Sobre vigiar as entradas do nosso coração

Vivemos num mundo onde tentam sufocar nossos princípios e nos moldar de forma a sermos iguais a todos, perdendo a nossa originalidade. Por todos os lados somos bombardeados com milhares de informações vazias de conteúdo. Tudo gira em volta do ter e do aparentar.

A felicidade se traduz no número de seguidores que se consegue nas redes sociais. O número de “gostos” define o nível do amor próprio e satisfação pessoal.

“Podemos não fazer nada juntos, mas temos de tirar uma foto para marcar este momento” – exclamou alguém.

Porquê o foco da nossa preocupação não é mais deixar marcas merecedoras de saudade no coração, mas sim deixar marcas voláteis que o tempo facilmente apaga, num dispositivo perecível?

Me preocupa ver para onde temos caminhado. Me preocupa ver pessoas sem rumo, sem saber o que fazer, sem norte. Fala-se tanto em progresso e avanço em vários terrenos, mas temos falhado justamente no cultivo do terreno onde deveríamos estar a florir e a dar frutos.

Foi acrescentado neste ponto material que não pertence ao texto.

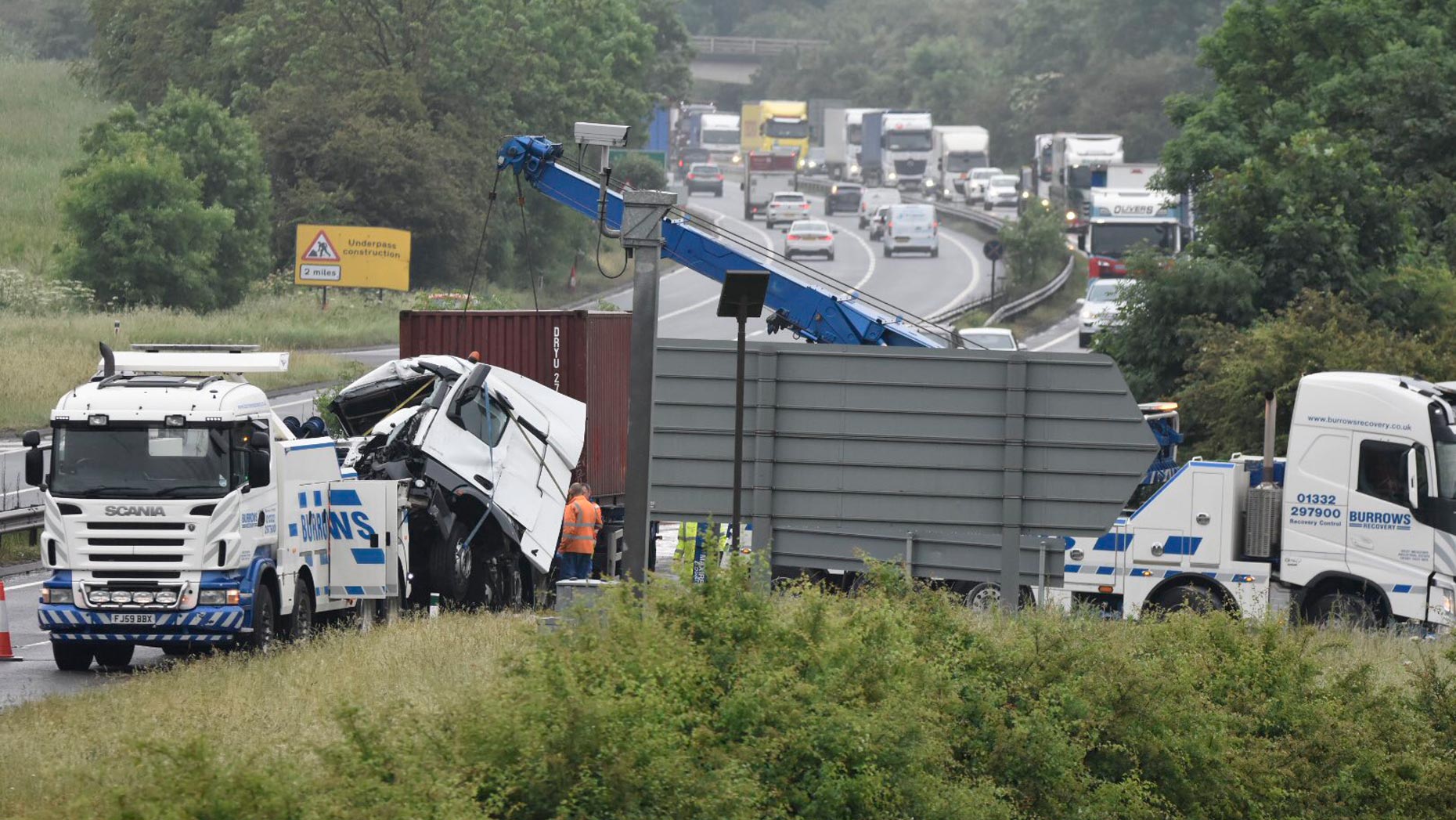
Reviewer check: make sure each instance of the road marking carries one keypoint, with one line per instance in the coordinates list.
(1056, 341)
(976, 274)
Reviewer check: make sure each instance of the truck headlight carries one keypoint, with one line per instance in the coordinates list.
(218, 598)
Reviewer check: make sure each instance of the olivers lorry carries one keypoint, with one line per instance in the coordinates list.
(179, 511)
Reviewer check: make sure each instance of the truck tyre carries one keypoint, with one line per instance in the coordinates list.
(70, 657)
(450, 565)
(1346, 609)
(1187, 598)
(265, 623)
(299, 627)
(114, 656)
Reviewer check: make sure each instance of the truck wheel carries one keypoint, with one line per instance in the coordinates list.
(450, 565)
(114, 656)
(299, 627)
(983, 598)
(1187, 598)
(70, 657)
(1346, 609)
(265, 621)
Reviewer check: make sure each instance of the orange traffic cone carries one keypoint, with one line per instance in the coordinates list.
(6, 654)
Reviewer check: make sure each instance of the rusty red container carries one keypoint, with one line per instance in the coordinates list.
(580, 352)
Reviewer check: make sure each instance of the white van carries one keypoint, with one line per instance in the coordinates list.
(870, 201)
(912, 228)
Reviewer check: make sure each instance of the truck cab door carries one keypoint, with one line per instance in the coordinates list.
(1386, 540)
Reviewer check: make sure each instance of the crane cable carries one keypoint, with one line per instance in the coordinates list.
(485, 230)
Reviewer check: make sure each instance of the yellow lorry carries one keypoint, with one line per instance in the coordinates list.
(777, 125)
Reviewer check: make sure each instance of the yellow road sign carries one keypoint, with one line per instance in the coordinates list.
(351, 257)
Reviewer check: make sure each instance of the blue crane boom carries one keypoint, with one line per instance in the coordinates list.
(810, 312)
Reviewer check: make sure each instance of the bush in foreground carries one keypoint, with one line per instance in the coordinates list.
(719, 703)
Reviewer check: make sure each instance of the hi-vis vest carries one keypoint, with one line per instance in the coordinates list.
(580, 525)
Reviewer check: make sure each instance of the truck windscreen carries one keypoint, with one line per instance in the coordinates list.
(721, 137)
(907, 140)
(787, 128)
(1117, 239)
(963, 162)
(143, 462)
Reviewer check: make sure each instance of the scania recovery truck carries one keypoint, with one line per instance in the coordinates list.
(181, 513)
(1357, 522)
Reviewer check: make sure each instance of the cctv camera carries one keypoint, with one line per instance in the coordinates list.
(602, 135)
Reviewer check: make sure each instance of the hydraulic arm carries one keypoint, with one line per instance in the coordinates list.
(810, 312)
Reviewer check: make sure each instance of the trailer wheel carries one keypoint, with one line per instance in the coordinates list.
(114, 656)
(1346, 609)
(450, 565)
(1187, 598)
(70, 657)
(265, 621)
(299, 627)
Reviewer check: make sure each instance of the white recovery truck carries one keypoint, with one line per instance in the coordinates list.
(181, 511)
(1359, 522)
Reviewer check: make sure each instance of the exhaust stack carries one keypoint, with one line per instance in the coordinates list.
(1270, 408)
(1264, 506)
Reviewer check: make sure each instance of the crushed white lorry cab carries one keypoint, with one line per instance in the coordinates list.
(181, 513)
(1357, 522)
(487, 457)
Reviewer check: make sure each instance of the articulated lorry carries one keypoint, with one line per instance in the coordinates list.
(777, 125)
(1357, 522)
(843, 135)
(896, 149)
(1072, 166)
(766, 174)
(1123, 220)
(181, 513)
(954, 152)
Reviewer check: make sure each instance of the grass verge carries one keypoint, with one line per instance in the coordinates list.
(16, 548)
(715, 701)
(49, 354)
(42, 113)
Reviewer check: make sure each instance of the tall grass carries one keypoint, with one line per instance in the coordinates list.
(715, 701)
(42, 113)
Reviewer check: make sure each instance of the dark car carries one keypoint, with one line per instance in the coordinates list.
(843, 197)
(704, 176)
(687, 157)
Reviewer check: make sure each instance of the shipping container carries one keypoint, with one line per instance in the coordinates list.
(580, 352)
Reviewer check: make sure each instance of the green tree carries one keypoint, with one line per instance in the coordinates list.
(1234, 367)
(140, 233)
(1036, 249)
(641, 172)
(222, 155)
(1166, 312)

Talvez fosse menos grave se pudesse dizer que invertemos a sequência, que ao invés de crescer de dentro pra fora, temos crescido de fora pra dentro. Mas nem isso. O mundo interior perdeu seu valor. Já não recebe nenhum olhar profundo e amante que o faça renascer e crescer saudável.

O propósito da influência perdeu a essência e ganhou mais aparência.

A grande verdade é: tudo o que entra pelos nossos sentidos nos afetam de alguma maneira, e por onde quer que passamos deixamos marcas, influenciamos. Não somos neutros.

E se parássemos para refletir sobre o que temos visto, ouvido, feito e falado? É uma aplicação de tempo que nunca será uma perda de tempo. E se a nossa influência fosse mais intencional? Não podemos permitir que nossa personalidade e o que partilhamos seja definido e resumido em coisas banais, passageiras, efémeras e que não agregam.

“Pela contemplação sereis transformados”, já dizia Paulo há quase 2 mil anos. Ainda é tempo de mudar os objetos de nossa contemplação. Mesmo que o mundo lá fora seja corrupto, você pode escolher não se contaminar.

E que tal se sairmos por aí a procura das coisas boas e inofensivas que a vida ainda oferece? Se sentarmos na varanda e conversarmos sobre coisas bobas e inocentes que roubam os mais verdadeiros sorrisos? Mas com uma condição, fica entre nós. Será nosso segredo. Ou talvez partilhemos com alguns, mas não precisa ser com todos. Nem todos valorizarão.

Acredito que ainda existe aquela geração que nutre amizades edificantes. Acredito que ainda há quem tenha coragem e a determinação de deixar de lado tudo o que não acrescenta. Que procura o que de melhor há seu íntimo para oferecer e incentiva seu próximo a igualmente dar o seu melhor.

Acredito também que ainda se pode recuperar o que se perdeu.

Nessa jornada, é indispensável vigiar as entradas do coração: o que vejo, o que ouço, o que falo. Nossas mãos serão guiadas por aquilo que temos armazenado no coração.